According to a recent US Census estimate, the Bend-Redmond metropolitan area leads the country with 12.1 percent of workers who do so remotely. The national average hovers around 3 percent, according to a report by Flexjobs. That local number will only grow, said Adam Krynicki, the executive director of OSU-Cascades Innovation Co-Lab, which opened in spring 2018 and incubates as many as fifteen one-to-two-person startups at a time. Bend’s easy access to the outdoors and the burgeoning tech scene has become increasingly attractive to entrepreneurs and aspiring remote workers, he said.
Opening in June, The Haven will occupy 11,000 square feet across two floors of the Deschutes Ridge Office (1001 SW Disk Dr.) in southwest Bend. While The Haven is dedicated to the needs of professional women, about 25 percent of the approximately 100 members who have already signed up are men, organizers said.
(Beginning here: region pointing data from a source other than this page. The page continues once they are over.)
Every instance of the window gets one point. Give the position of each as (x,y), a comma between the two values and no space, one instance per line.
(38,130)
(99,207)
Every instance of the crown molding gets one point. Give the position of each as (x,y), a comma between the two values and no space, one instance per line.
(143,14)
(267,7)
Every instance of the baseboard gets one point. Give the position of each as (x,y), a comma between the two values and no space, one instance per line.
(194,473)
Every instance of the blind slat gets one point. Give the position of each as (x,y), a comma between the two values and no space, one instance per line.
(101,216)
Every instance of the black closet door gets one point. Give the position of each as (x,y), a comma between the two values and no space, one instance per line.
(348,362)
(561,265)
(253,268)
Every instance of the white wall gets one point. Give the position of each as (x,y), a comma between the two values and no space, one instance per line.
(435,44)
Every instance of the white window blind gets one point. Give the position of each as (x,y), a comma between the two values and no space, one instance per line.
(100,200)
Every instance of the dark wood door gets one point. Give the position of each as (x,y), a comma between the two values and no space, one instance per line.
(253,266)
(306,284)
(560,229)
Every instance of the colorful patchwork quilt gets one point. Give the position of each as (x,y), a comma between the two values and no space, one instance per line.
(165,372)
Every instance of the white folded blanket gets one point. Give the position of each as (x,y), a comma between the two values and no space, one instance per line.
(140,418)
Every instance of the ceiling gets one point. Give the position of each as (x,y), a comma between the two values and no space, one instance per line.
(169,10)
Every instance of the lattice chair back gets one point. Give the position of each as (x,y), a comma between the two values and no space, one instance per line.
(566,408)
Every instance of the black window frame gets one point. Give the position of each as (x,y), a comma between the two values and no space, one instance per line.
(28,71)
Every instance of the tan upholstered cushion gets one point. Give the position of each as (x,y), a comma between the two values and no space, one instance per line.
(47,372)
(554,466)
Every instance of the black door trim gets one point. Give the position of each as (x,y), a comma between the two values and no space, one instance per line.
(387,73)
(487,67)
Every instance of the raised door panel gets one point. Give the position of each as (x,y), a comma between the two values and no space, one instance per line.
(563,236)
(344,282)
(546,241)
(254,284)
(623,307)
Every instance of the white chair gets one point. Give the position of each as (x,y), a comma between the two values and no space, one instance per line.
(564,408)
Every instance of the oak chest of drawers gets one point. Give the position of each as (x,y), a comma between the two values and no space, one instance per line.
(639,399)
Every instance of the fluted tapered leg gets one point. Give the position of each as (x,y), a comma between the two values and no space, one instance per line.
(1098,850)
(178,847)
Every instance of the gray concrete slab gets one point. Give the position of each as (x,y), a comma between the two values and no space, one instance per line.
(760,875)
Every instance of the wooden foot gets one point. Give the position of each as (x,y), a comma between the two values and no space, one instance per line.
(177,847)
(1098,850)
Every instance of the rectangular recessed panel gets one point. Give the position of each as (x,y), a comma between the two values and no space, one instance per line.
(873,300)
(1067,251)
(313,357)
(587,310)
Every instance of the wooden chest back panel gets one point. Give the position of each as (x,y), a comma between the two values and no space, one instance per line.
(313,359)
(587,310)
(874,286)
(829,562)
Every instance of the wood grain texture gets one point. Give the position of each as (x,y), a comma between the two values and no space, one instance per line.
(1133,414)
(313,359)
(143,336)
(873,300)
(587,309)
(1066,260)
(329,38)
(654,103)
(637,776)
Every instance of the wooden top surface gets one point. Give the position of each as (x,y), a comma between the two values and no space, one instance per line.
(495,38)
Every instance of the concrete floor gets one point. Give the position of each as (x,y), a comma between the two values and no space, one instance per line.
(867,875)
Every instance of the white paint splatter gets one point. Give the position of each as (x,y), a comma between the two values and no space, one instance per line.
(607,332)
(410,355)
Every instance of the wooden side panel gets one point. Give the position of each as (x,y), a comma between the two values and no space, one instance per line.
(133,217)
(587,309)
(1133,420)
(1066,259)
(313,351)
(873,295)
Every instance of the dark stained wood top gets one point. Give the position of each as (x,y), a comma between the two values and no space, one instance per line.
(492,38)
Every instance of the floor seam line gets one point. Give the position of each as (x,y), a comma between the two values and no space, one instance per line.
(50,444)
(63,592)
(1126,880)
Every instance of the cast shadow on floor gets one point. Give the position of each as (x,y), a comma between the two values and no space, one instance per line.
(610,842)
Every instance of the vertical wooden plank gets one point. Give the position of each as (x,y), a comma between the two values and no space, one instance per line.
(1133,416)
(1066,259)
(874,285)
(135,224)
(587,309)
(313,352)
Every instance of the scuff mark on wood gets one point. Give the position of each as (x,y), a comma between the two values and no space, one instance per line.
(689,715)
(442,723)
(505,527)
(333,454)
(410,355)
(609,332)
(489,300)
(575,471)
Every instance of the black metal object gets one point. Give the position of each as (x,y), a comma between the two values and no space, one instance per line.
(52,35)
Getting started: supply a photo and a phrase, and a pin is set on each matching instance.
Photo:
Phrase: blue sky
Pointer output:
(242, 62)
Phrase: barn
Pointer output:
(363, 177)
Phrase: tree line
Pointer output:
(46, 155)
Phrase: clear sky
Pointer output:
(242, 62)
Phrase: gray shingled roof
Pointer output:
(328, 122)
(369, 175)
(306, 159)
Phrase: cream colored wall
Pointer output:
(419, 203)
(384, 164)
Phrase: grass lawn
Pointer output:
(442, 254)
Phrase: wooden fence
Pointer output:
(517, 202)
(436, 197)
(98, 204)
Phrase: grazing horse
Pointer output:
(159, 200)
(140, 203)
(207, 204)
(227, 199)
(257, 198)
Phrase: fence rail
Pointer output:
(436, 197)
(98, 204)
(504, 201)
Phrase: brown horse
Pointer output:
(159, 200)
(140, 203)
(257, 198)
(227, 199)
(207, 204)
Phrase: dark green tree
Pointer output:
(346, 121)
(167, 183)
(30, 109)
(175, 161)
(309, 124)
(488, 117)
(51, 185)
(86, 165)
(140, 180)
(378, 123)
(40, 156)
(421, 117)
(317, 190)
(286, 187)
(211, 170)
Membership will be capped at 200.
“Women are still such a small percentage of entrepreneurs, CEOs and politicians that we want to focus specifically on helping women succeed in those leadership roles,” Douglass said. “But lots of men are also finding that they are excited about our programming, amenities and design.”
Drenched by sunlight that pours in from eight 180-degree views of the Deschutes River, The Haven is anchored by a striking communal work table salvaged from the trunk of a 380-year-old ponderosa pine that grew in what is now Drake Park until it toppled from natural causes. Conferences and brainstorming sessions will be aided by complimentary coffee, kombucha, craft beer and wine. Beneath a ceiling of cheery no-knot pine panels, mornings may begin with a sketch pad in the cushy yet cell phone- and conversation-free living room area called The Refuge. Afternoons might happen in The Pods, which features six semi-private booths for conversation with drawable curtains for heightened privacy. There are also five soundproof phone booths. Other members may wrap up their workday at one of fourteen dedicated desks or one of seven private meeting rooms which can hold four to fourteen people.
The Haven’s diverse spaces are owed to the vision of creative director and interior designer Susan Manrao, who has previously worked with luxe hotels such as W Hotels Worldwide, St. Regis and Waldorf Astoria. The Haven team also conducted focus groups to hone in on what remote workers wanted.
“The Haven’s space is the antithesis of the typical office environment,” Manrao said.
Progressive amenities abound. Mothers will have access to a nursing/pumping space. Those who are invigorated by mid-day runs and hikes can freshen up afterward in the locker room area replete with four showers and beauty stations. There will also be programs dedicated to public speaking and personal marketing.
“We learned what people needed from a co-working space to function and also what they needed to thrive, to bring them to their best every day,” Manrao said.
Douglass hopes The Haven will foster a work-life balance and help mitigate against an all-or-nothing attitude toward one’s career.
“I feel like we’re in this grand experiment at the forefront of the country,” Douglass said of Central Oregon being the nation’s leader for remote working. “So how do we really maintain the special, close-knit relationship-based community that I think makes Bend really special? We’re trying to be that place-based community for this huge section of our population that no longer has that.”